Reading Group. Palette Load Balancing: Locality Hints for Serverless Functions

This week, our reading group focused on serverless computing. In particular, we looked at the “Palette Load Balancing: Locality Hints for Serverless Functions” EuroSys’23 paper by Mania Abdi, Sam Ginzburg, Charles Lin, Jose M Faleiro, Íñigo Goiri, Gohar Irfan Chaudhry, Ricardo Bianchini, Daniel S. Berger, Rodrigo Fonseca. I did a short improvised presentation since the scheduled presenter was a “no show.”
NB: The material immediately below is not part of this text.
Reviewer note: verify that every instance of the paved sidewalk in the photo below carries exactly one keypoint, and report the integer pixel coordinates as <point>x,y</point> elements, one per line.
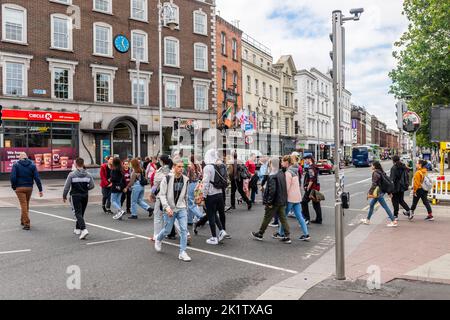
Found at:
<point>414,255</point>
This is a very simple paper. I like simple papers, and this one is not an exception. Serverless functions or Functions-as-a-Service (FaaS) is a computing paradigm and resource abstraction that allows developers to write their code (i.e., functions), submit it to the cloud, and have the cloud run the code whenever it is needed or invoked. The developers have no control over where the code runs physically, but in return, they get managed, scalable (cloud can run many instances of the code in parallel), and pay-as-you-go platform.
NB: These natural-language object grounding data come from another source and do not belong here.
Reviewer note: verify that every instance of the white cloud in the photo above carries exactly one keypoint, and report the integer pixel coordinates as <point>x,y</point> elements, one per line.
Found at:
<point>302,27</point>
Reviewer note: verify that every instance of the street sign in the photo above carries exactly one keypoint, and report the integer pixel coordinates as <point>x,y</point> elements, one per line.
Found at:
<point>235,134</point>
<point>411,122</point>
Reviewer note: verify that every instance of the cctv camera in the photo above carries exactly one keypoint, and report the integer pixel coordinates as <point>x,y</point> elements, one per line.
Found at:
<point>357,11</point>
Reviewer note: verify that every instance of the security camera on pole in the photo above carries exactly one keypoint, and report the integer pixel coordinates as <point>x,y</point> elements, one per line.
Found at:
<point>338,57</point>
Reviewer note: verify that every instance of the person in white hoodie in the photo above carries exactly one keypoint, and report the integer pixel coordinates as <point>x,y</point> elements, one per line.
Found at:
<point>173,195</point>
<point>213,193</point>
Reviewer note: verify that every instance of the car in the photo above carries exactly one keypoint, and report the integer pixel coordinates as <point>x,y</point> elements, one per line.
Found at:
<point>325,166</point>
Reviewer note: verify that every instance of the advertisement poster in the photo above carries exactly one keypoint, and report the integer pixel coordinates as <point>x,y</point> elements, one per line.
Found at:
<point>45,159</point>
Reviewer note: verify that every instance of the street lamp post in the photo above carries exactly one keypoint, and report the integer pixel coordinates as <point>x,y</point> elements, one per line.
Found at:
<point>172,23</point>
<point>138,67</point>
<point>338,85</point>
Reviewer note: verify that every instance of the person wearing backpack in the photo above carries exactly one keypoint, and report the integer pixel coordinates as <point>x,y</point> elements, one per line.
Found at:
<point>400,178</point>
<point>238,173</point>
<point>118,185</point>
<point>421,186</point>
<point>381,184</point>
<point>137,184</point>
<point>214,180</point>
Serverless functions have several limitations. One of which is the stateless nature of the functions, as any local state does not persist between invocations. The logic for this is simple — any two invocations of the same code may run on different worker nodes without any placement control on the user’s side. As a result, any state a function needs must be loaded from an external service like a database or a blob storage and any side effects persisted to the external service.

This creates some inefficiencies for many applications. Consider a social media example where a function needs to retrieve a social media post, among other things. If a post is popular enough, numerous function invocations will load up that same post many times over, costing the app some latency and exerting extra load on a storage system or cache. An optimistic approach would be to cache the post at the worker node and hope that the next invocation that needs the post will, by chance, get to the worker that has it cached.
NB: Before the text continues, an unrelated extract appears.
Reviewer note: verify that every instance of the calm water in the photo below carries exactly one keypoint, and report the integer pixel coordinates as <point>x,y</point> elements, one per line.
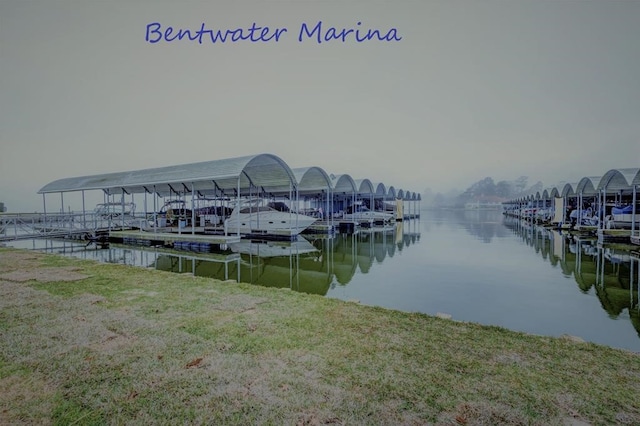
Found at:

The Palette paper takes the “cache at the worker” approach but makes the placement of function invocations aware of the worker cache. In particular, the Palette allows users to “color” function invocations such that similar invocations get the same color. Then, instead of using a simple load balancer on the serverless platform side, the system uses the color-aware load balancer that tries to send all invocations of the same color to the same worker (or set of workers).

Of course, the color is just an abstraction for something that determines the similarity of invocations. For instance, in the social media example, the “color” of a function invocation may be the post ID, causing the system to send all invocations to the same set of workers that will likely cache the post. The coloring, however, is left to the users to define, for example, based on the function parameters used in the invocation.

The paper discusses several strategies for mapping colors to workers. These strategies boil down to consistent hashing or simply assigning workers to any new colors and remembering such assignments for later function calls.

As far as evaluation, the authors compare Palette in several data-intensive workloads and use a serverful baseline to illustrate how caching can help many of these tasks get closer to the serverful baseline in performance.